接下来我们回到PartitionRequest这个请求。PartitionRequest是在哪里发送的呢？我们跟踪到NettyPartitionRequestClient的requestSubpartition方法：

@Override
public void requestSubpartition(
        final ResultPartitionID partitionId,
        final int subpartitionIndex,
        final RemoteInputChannel inputChannel,
        int delayMs) throws IOException {

    checkNotClosed();

    LOG.debug("Requesting subpartition {} of partition {} with {} ms delay.",
            subpartitionIndex, partitionId, delayMs);

    // clientHandler为CreditBasedPartitionRequestClientHandler
    // 它内部维护了input channel ID和channel的对应关系，是一个map类型变量
    // 在读取消息的时候，需要依赖该map从channel ID获取到channel对象本身
    clientHandler.addInputChannel(inputChannel);

    // 创建PartitionRequest对象
    final PartitionRequest request = new PartitionRequest(
            partitionId, subpartitionIndex, inputChannel.getInputChannelId(), inputChannel.getInitialCredit());

    // 发送PartitionRequest请求发送成功之后的回调函数
    final ChannelFutureListener listener = new ChannelFutureListener() {
        @Override
        public void operationComplete(ChannelFuture future) throws Exception {
            // 如果遇到了错误
            if (!future.isSuccess()) {
                // map中移除这个channel
                clientHandler.removeInputChannel(inputChannel);
                SocketAddress remoteAddr = future.channel().remoteAddress();
                // 为inputChannel内部的cause变量赋值，设置一个error
                inputChannel.onError(
                        new LocalTransportException(
                            String.format("Sending the partition request to '%s' failed.", remoteAddr),
                            future.channel().localAddress(), future.cause()
                        ));
            }
        }
    };

    // 如果不需要延迟发送
    if (delayMs == 0) {
        ChannelFuture f = tcpChannel.writeAndFlush(request);
        f.addListener(listener);
    } else {
    // 如果需要延迟发送，调用eventLoop的schedule方法
        final ChannelFuture[] f = new ChannelFuture[1];
        tcpChannel.eventLoop().schedule(new Runnable() {
            @Override
            public void run() {
                f[0] = tcpChannel.writeAndFlush(request);
                f[0].addListener(listener);
            }
        }, delayMs, TimeUnit.MILLISECONDS);
    }
}

继续跟踪调用链，到RemoteInputChannel的requestSubpartition方法。代码如下所示：

@VisibleForTesting
@Override
public void requestSubpartition(int subpartitionIndex) throws IOException, InterruptedException {
    if (partitionRequestClient == null) {
        // Create a client and request the partition
        try {
            partitionRequestClient = connectionManager.createPartitionRequestClient(connectionId);
        } catch (IOException e) {
            // IOExceptions indicate that we could not open a connection to the remote TaskExecutor
            throw new PartitionConnectionException(partitionId, e);
        }

        partitionRequestClient.requestSubpartition(partitionId, subpartitionIndex, this, 0);
    }
}

RemoteInputChannel的requestSubpartition方法中，如果partitionRequestClient，会预先通过connectionManager创建一个client，再调用requestSubpartition方法。

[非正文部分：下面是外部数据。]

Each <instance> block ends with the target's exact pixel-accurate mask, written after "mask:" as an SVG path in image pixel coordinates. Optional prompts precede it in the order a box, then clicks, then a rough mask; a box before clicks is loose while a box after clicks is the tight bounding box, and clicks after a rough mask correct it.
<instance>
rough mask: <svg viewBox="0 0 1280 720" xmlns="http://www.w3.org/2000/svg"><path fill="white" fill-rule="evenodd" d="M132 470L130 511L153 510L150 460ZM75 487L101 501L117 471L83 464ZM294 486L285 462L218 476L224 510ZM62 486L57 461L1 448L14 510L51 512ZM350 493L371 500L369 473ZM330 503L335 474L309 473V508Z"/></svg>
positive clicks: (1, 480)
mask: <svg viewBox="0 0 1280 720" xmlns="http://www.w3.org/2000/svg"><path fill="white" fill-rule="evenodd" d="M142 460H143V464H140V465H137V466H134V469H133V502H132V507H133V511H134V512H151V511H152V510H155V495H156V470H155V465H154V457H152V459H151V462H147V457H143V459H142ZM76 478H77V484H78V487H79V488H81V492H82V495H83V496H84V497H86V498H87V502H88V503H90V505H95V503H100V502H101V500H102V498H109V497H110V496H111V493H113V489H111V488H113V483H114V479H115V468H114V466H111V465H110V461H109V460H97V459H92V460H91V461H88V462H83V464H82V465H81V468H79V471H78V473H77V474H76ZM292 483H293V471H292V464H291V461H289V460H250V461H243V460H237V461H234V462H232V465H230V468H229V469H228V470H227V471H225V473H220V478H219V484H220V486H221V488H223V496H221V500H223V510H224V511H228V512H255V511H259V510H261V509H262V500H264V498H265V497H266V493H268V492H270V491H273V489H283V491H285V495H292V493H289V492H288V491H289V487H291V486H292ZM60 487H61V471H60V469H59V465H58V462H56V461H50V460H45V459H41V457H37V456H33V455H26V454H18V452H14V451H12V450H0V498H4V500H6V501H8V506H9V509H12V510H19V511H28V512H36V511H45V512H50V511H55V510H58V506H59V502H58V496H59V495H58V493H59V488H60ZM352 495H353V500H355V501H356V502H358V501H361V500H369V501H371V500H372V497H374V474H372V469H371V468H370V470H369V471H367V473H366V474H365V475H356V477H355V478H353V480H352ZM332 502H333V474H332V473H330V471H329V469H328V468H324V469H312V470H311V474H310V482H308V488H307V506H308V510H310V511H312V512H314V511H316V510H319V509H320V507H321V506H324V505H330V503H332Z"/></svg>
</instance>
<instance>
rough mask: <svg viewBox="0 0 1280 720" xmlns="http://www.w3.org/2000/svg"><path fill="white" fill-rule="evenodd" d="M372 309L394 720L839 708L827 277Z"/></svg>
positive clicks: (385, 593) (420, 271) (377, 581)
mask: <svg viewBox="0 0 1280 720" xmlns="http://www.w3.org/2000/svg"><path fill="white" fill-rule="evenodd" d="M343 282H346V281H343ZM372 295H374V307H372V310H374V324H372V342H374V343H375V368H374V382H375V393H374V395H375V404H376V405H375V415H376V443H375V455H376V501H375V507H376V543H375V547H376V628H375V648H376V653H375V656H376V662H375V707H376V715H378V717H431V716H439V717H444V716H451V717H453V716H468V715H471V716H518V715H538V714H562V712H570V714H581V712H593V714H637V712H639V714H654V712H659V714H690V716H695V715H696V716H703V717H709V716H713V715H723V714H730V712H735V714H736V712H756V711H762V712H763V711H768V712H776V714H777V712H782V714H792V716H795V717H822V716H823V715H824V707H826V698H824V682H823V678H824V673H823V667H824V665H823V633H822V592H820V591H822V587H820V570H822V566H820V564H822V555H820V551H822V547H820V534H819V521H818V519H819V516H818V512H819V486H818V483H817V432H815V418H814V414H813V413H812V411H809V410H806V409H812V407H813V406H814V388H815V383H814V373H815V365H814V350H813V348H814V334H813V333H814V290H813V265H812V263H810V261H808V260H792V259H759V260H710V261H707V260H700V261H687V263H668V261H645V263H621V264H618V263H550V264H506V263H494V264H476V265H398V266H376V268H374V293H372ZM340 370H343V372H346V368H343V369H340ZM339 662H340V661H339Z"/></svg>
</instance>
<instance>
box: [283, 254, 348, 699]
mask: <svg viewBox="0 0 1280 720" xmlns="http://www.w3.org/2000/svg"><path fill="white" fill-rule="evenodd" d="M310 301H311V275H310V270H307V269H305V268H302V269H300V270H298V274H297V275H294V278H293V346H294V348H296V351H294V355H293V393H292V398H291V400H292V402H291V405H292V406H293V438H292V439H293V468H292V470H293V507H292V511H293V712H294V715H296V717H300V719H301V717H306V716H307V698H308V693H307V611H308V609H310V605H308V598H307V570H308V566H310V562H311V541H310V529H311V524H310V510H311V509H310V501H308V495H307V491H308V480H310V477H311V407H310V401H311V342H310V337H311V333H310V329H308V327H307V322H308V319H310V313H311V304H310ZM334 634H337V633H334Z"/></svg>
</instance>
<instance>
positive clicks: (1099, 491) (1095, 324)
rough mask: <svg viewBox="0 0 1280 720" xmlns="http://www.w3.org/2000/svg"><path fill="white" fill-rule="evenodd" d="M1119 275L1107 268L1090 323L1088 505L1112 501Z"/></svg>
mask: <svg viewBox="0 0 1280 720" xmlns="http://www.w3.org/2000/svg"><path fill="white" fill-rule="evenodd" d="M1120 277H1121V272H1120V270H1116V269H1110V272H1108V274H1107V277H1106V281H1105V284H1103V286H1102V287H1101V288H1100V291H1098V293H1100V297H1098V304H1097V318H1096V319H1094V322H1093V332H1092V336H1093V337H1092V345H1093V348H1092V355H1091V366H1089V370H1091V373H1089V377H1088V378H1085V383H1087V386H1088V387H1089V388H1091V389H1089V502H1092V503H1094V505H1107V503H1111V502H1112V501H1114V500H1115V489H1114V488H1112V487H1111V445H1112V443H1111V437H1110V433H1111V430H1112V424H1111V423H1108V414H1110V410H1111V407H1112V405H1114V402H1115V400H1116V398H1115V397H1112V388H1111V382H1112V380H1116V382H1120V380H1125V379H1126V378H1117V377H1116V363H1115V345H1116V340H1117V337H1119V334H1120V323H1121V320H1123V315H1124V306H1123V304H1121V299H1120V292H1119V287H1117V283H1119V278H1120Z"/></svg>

继续跟踪，我们找到SingleInputGate的requestPartitions方法。代码如下：

@VisibleForTesting
void requestPartitions() throws IOException, InterruptedException {
    synchronized (requestLock) {
        // 只能请求一次partition，第一次调用该方法后此flag会被设置为true
        if (!requestedPartitionsFlag) {
            if (closeFuture.isDone()) {
                throw new IllegalStateException("Already released.");
            }

            // Sanity checks
            if (numberOfInputChannels != inputChannels.size()) {
                throw new IllegalStateException(String.format(
                    "Bug in input gate setup logic: mismatch between " +
                    "number of total input channels [%s] and the currently set number of input " +
                    "channels [%s].",
                    inputChannels.size(),
                    numberOfInputChannels));
            }

            // 循环所有的inputChannels，请求他们对应的subPartition
            for (InputChannel inputChannel : inputChannels.values()) {
                inputChannel.requestSubpartition(consumedSubpartitionIndex);
            }
        }
        // 方法调用完毕设置flag为true，防止重复调用
        requestedPartitionsFlag = true;
    }
}

SingleInputGate继承了InputGate接口。InputGate的作用为从intermediate result读取数据到task中。
根据JobGraph（参见Flink 源码之JobGraph生成
）的分析我们可以得知operatorChain之间使用的intermediate result来作为中间结果缓存。Intermediate result在执行时的真实数据承载对象为ResultPartition（一个或多个，视分区条件而定）。ResultPartition分为一个或多个ResultSubPartition。每一个ResultSubPartition和下游的某一个InputGate有对应关系。下游的InputGate读取上游所有对应ResultSubPartition的内容。

读取数据

我们分析下StreamTask的processInput方法。代码如下所示：

protected void processInput(MailboxDefaultAction.Controller controller) throws Exception {
    // 调用inputProcessor的processInput方法
    InputStatus status = inputProcessor.processInput();
    if (status == InputStatus.MORE_AVAILABLE && recordWriter.isAvailable()) {
        return;
    }
    if (status == InputStatus.END_OF_INPUT) {
        // 如果输入结束，将mailboxLoopRunning设置为false，停止运行
        controller.allActionsCompleted();
        return;
    }
    // 在inputGate recordWriter或inputProcessor恢复可用之后异步调用default action的恢复操作
    CompletableFuture<?> jointFuture = getInputOutputJointFuture(status);
    MailboxDefaultAction.Suspension suspendedDefaultAction = controller.suspendDefaultAction();
    jointFuture.thenRun(suspendedDefaultAction::resume);
}

这里我们重点关注下inputProcessor.processInput()调用。
inputProcessor有两个实现类：StreamOneInputProcessor和StreamTwoInputProcessor。我们看一下StreamOneInputProcessor的processInput方法。代码如下：

@Override
public InputStatus processInput() throws Exception {
    InputStatus status = input.emitNext(output);

    if (status == InputStatus.END_OF_INPUT) {
        synchronized (lock) {
            operatorChain.endHeadOperatorInput(1);
        }
    }

    return status;
}

这里的input具有两个实现类StreamTaskSourceInput和StreamTaskNetworkInput。如果该StreamTask运行的是数据源，则实现类为StreamTaskSourceInput。其他情况使用的实现类为StreamTaskNetworkInput，需要通过网络读取数据。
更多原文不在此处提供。